The city each dreaded.
* * * * *
Anima stood with Luc and
Nayella by the edge of the treeline. The vast grassland clearing before the walls. The well-trodden path from the gates. In the distance those on foot and those in wagon caravans went to or from the city.
It was as she remembered. Memories fragmented as they were. Disconnected images, shrouded in night and in haste. Yes. The fleeing from Elbion with Mother. And now she had come again.
Anima clutched the pendant around her neck.
An apprehension. A fear. The welling-up of the taste of citrus in her mouth. That emotion so rare. All but dead. There when speaking to the man from before about Mother, here now standing in sight of the gates of Elbion, but absent when the arrow had pierced her shoulder, absent when the Dreadlord had found them, absent many other times.
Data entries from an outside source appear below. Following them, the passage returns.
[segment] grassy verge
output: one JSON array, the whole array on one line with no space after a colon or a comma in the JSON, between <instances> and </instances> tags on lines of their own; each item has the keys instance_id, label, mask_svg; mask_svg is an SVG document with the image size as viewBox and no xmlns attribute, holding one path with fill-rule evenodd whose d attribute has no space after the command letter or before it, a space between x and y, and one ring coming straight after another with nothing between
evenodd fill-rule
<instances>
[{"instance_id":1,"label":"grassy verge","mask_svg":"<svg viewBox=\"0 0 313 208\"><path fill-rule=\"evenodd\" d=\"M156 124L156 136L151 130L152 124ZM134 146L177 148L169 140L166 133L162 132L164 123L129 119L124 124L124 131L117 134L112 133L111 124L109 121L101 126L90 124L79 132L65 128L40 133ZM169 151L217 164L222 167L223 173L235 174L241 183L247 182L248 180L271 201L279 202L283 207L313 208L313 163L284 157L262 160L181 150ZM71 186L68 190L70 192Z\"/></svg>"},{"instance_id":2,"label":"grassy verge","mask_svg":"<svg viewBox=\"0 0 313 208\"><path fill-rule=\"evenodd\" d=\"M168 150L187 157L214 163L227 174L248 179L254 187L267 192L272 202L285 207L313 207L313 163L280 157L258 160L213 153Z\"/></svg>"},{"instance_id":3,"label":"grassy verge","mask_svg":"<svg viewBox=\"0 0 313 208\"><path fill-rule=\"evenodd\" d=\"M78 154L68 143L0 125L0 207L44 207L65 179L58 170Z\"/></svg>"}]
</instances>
For there were many things which promised merely the death of the body. Few which promised the death of something greater.
Here, in Elbion, a little girl had died.
For she had seen something. Yes, she had. And in the seeing a permanent wound, fatal to innocence. What terrible insight gained of the world and of herself. And yet her body lived on, did it not? Yes. Lived on and grew up. But there in the seeing. There in the seeing. The death of something greater.
Anima stared at the gates of Elbion for a time. A gaze far away.
She had given in. As all had or would.
But here in Elbion lay a grave marked with that which was gone. A white star she had called her own.
A blink. And she turned her head slowly. Looked to Luc.
We lead lives not being who we are meant to be, he had said. Was it true? A look into the heart and all that dwelled there. Yes, she had given in. Those desires, all of them, dark or else. There since the beginning, unknown and inert until brought to life by looking upon them.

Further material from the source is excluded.